Modern French Haute Cuisine in Mayfair
Category : Restaurant
| Cuisine : French, Modern European
Address : 6-10 Bruton Street, Mayfair, London, W1J 6PU, UNITED KINGDOM - Directions
Web : www.squarerestaurant.com
Opening Times : Mon-Fri: 12pm – 2.30pm, 6.30pm – 10pm; Sat: 12pm – 2.30pm, 6pm – 10.30pm
Closest Tube : Green Park, Piccadilly Circus
Private Dining Room : Details
The Square has been around for a while. Formerly helmed by chef Phil Howard, it maintained two Michelin stars until he left to start a private venture in Chelsea in 2017. However, it was quickly snatched up by the able hands of restaurateur Marlon Abela, owner of the two Michelin-starred Japanese kaiseki restaurant Umu, the two Michelin-starred wine-focused French eatery The Greenhouse, and one of our favourite private members‘ clubs - Morton‘s. Under his supervision, The Square has been updated for the contemporary palate with lighter, healthier fare that‘s easy on the waistline if not the wallet, with a lighter, ethereal design to match.
The restaurant is a masterwork in minimalism.
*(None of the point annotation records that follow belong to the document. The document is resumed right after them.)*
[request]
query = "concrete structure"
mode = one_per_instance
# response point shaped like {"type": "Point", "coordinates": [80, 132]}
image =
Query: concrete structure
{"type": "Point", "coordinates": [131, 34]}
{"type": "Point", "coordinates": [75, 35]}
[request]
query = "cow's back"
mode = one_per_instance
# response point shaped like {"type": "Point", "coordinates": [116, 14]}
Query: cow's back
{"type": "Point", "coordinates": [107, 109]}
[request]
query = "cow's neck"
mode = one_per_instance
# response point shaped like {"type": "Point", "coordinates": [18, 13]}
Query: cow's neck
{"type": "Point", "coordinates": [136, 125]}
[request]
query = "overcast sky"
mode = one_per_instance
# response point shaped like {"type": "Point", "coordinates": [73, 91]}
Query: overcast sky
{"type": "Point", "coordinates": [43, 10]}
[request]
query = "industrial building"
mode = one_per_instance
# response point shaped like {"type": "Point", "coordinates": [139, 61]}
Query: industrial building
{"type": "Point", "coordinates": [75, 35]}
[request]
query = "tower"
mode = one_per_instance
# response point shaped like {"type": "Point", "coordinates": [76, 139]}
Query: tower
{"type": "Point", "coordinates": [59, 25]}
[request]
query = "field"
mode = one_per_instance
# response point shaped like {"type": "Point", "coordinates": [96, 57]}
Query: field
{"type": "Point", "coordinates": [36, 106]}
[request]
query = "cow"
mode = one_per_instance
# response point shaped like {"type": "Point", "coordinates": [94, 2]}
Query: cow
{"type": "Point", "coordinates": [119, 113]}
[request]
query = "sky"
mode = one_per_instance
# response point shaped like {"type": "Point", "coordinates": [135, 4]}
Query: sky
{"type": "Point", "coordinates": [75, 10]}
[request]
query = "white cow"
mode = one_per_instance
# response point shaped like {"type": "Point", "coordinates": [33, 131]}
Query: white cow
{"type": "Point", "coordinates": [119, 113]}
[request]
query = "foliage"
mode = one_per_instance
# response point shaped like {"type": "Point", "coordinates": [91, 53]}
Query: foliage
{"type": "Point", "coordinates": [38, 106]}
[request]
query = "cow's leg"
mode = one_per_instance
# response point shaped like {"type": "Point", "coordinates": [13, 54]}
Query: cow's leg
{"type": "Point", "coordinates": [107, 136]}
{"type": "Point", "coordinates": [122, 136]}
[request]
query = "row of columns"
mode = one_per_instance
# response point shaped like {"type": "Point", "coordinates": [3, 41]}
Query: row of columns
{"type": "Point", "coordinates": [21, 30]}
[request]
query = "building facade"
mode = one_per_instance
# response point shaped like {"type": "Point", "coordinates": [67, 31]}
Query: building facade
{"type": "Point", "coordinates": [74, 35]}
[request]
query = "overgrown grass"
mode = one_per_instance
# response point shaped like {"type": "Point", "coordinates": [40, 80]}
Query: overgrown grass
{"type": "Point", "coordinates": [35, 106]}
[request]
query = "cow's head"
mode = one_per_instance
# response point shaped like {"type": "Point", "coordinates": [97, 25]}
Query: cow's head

Brushed concrete abounds both in the flooring and the hue and paint on the walls, whilst circular tables are swaddled in luxurious white cloth and topped with ultramodern banker‘s lights. In many ways it feels akin to an art gallery with an array of outsized contemporary paintings cladding the periphery of the room as well as a striking sculpture of a woman fashioned from tablecloth fabric created by designers Oscar Murillo and David Altmedj. For those that prefer privacy, there‘s a beautiful PDR tucked behind reception.
Abela has chosen Clément Leroy to captain the kitchens in the pursuit of winning back Phil Howard‘s second Michelin star. Formerly of Guy Savoy, he phases out heavy butter and cream dishes from the menu. There were several flavours that we found ourselves reminiscing over weeks later. Of these, one of the most salient was a scallop skilfully crosshatched and grilled, served with marsala, hazelnut and a green coffee bean sauce that really stimulated the taste buds. Roasted milk-fed veal sweetbread with squid and black truffle stood out even more, pomelo citrus tempering the dish‘s richness with a glare of acid.
Pan-fried foie gras was similarly offset with apple, mango and ginger, then complemented with a dessert wine. The meatier dishes performed well too. Roasted Cumbrian beef sirloin was a tour de force of bovine brilliance, served with braised cheek, swiss chard and bone marrow. Pan-fried Yorkshire roe deer gave it a run for its money, paired with Jerusalem artichoke, mushroom praline and a sumptuous bergamot cream.
Upon leaving we had no doubt in our minds that The Square was in good hands with Marlon Abela and Clément Leroy, and wouldn‘t be surprised in the slightest if it secured that second star.